# Getting a job in UAE via the internet



## expat_amerian (Apr 1, 2013)

Is it possible to secure a job in the UAE through the internet? I hold a BA in business administration with 3 years of managerial experience in the restaurant business and 5 years in government accounting and auditing. Ive been looking or jobs by applying over the internet but what happens once they want to interview? Do i have to travel there for each one? Will they hire without actually meeting me?


----------



## phillipgrace (Dec 25, 2012)

No they have to meet u 1st. It's actually a pre-requisite of the labour laws here


----------



## BedouGirl (Sep 15, 2011)

phillipgrace said:


> No they have to meet u 1st. It's actually a pre-requisite of the labour laws here


Really? Which labour law says that? I don't recall having heard that before and I am really curious to know.


----------



## phillipgrace (Dec 25, 2012)

I'm not a lawyer lol so I can't give u the exact law but I know that when I was hired that's what they told me. Maybe ask for some legal advice


----------



## BedouGirl (Sep 15, 2011)

phillipgrace said:


> I'm not a lawyer lol so I can't give u the exact law but I know that when I was hired that's what they told me. Maybe ask for some legal advice


I don't need it, but the point is you have given someone advice based on hearsay. If you don't know something for sure, it's better to say something like 'I was told' or 'this is what happened to me'. I have lived here for many, many, MANY years and I have some knowledge of the labor law and have never read or heard of anything like this. Yes, it is better practice to meet someone in person when recruiting but i don't think it is the law here.


----------



## phillipgrace (Dec 25, 2012)

Lol... Firstly relax I'm trying to help you! My advice is not based on hearsay but rather the experiences from others too, and conversations I've had with prominent lawyers here in Dubai who have told me that is in fact law. Do your own homework!!!


----------



## BedouGirl (Sep 15, 2011)

phillipgrace said:


> Lol... Firstly relax I'm trying to help you! My advice is not based on hearsay but rather the experiences from others too, and conversations I've had with prominent lawyers here in Dubai who have told me that is in fact law. Do your own homework!!!

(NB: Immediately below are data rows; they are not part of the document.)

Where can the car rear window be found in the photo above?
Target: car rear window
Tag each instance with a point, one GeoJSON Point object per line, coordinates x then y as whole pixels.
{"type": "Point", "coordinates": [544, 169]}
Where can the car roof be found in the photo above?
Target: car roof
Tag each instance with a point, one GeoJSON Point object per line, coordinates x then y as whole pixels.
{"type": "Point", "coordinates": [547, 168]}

I don't need to. I didn't post the question, i was just posting as a result of your response. And your answer is still hearsay. You are quoting others. If you are so sure, you prove it - go on, dare you 


----------



## phillipgrace (Dec 25, 2012)

Lol... U dare me?? What are u 2 yrs old??? Pls grow up... OMG!


----------



## BedouGirl (Sep 15, 2011)

phillipgrace said:


> Lol... U dare me?? What are u 2 yrs old??? Pls grow up... OMG!

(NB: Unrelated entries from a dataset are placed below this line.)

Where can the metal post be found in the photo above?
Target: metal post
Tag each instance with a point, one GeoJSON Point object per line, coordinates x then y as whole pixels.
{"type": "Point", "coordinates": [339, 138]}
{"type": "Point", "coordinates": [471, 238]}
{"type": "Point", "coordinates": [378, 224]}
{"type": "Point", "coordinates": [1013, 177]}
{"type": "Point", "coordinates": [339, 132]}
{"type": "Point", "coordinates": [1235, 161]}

Four and a half actually hahaha! 

Welcome to the forum!

Incidentally in case you ever run out of lawyers to ask, here's a link for the UAE Labor Law http://emiratesdiary.com/uae-tips/uae-labour-law-2013-pdf-download


----------



## rsinner (Feb 3, 2009)

phillipgrace said:


> Lol... Firstly relax I'm trying to help you! My advice is not based on hearsay but rather the experiences from others too, and conversations I've had with prominent lawyers here in Dubai who have told me that is in fact law. Do your own homework!!!

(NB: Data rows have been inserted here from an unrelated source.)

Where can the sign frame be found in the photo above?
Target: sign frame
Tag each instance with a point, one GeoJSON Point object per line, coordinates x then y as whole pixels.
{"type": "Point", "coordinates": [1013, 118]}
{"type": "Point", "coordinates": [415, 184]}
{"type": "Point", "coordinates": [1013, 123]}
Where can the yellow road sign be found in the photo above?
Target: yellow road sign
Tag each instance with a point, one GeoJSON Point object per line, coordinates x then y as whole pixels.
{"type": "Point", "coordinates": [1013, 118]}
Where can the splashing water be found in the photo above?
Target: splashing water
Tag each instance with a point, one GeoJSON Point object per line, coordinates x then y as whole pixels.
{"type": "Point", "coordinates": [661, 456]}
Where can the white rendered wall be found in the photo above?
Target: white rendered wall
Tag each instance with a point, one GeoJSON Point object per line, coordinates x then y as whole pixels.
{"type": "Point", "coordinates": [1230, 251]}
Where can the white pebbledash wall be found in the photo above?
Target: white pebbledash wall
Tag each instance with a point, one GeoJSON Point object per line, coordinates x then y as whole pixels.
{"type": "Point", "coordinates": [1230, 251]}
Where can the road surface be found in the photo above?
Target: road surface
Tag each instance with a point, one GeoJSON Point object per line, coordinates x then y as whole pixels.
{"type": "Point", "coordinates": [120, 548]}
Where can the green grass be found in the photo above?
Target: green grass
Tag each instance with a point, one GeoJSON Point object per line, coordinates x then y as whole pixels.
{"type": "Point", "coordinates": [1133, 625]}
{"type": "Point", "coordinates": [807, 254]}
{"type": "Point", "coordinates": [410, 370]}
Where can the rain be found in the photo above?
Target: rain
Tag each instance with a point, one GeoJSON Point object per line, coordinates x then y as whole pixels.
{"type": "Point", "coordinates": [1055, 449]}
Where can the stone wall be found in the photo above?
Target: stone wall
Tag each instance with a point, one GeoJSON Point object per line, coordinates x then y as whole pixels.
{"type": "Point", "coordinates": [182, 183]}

Maybe you are talking to the wrong people and Bedougirl is spot on.

Of course there is no requirement to be recruited face to face only. However, for the visa process some documents etc. need to be signed, and the last step for the visa is a medical test for which one needs to be in the UAE.

But to get recruited one need not be in UAE. Of course, its better to interview a candidate in person etc etc.


----------



## BedouGirl (Sep 15, 2011)

expat_amerian said:


> Is it possible to secure a job in the UAE through the internet? I hold a BA in business administration with 3 years of managerial experience in the restaurant business and 5 years in government accounting and auditing. Ive been looking or jobs by applying over the internet but what happens once they want to interview? Do i have to travel there for each one? Will they hire without actually meeting me?


Sorry your thread was a little hijacked. But as you will have now gathered, it could be possible. I think you are going to have to judge it for yourself. To be honest, unless you are quite senior, I doubt a potential employer would pay to bring you and most want you to be here rather than employing you from overseas, it's cheaper. Financial roles mainly tend to be held by people from South Asia. You may be up against tough competition in terms of packages in that field. Don't know about where you are now, but managerial roles in restaurants are long and late hours and six days a week. There's some good stickies on here you should have a read through, I am sure they will help you. I think you need to find where to position yourself in the market here and then focus on the companies where you might want to work and send CVs with a covering email saying you are planning to come xyz and then plan a trip once you get some responses. Do the same with your on-line submissions for actual vacancies. Good luck!


----------



## expat_amerian (Apr 1, 2013)

thanks for all your advice bedou girl!


----------



## snowmel (May 17, 2014)

Hi there, 
I would like to knw abt hiring process in Dubai.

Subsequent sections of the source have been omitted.